There is a great variety of foreign shorts too, all of which made me chuckle. Penalty Salmon, by Eiji Shimada, is the tale of a futuristic game that combines Iron Chef, Soccer, and Most Extreme Elimination Challenge. It's a fun watch. Dangle is a German film about a guy who finds a very important light cord. Spelunkers is another German offering that deals with the German recycling program. While the meaning will probably be lost on many viewers, there is enough madcap fun to keep it interesting.

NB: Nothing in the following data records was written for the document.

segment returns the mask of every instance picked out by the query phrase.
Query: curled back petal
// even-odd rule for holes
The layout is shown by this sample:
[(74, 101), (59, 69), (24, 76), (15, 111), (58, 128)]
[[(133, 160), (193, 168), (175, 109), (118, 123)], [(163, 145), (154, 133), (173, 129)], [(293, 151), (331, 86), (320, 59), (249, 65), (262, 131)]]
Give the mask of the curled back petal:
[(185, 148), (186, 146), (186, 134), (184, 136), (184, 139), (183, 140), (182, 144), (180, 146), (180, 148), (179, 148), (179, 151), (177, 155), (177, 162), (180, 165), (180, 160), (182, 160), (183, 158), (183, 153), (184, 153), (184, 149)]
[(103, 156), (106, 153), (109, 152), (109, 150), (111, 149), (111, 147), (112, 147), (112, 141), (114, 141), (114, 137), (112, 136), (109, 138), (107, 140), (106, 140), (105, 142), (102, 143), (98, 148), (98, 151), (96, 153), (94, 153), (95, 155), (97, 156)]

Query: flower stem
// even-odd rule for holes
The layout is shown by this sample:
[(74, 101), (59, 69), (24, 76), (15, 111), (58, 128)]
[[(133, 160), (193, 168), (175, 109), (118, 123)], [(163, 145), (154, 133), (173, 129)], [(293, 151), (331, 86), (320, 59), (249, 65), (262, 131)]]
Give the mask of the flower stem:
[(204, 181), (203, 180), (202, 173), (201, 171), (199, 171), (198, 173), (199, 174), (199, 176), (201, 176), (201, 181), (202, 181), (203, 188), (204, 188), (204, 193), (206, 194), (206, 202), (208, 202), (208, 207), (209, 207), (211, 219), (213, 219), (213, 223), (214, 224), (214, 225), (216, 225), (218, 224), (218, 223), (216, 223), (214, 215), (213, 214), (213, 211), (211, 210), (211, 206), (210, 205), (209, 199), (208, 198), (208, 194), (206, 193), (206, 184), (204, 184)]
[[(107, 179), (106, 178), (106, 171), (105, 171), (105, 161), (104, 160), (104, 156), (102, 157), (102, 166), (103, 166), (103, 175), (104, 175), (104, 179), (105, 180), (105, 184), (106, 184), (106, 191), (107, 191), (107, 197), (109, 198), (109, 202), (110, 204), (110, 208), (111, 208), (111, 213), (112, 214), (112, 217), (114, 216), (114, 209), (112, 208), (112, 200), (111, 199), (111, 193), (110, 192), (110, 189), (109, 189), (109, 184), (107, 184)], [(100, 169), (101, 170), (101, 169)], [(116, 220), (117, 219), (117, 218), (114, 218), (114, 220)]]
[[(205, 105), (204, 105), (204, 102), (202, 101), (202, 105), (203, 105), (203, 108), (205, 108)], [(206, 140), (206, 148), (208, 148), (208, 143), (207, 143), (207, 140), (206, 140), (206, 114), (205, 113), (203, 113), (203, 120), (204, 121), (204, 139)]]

The highlight of the program has to be The Climactic Death of Dark Ninja by Peter Craig. This film is genius, plain and simple, and is having its world premiere at Cinequest. It is the story of a group of teenaged filmmakers who are shooting the final scene in their Ninja film in the woods. All sorts of trouble, from heat stroke to color blindness to predictable fight choreography turn the shoot into a trial. It's hilarious, smart and just plain good.

If you are in San Jose, check out the Cinequest Film Festival. Comedy Favorites shows at 7:15 on The fourth of March, and again at 2:45 on the sixth. Tickets are nine bucks, but worth triple that for the amount of comedy packed into just two hour laugh-a-thon.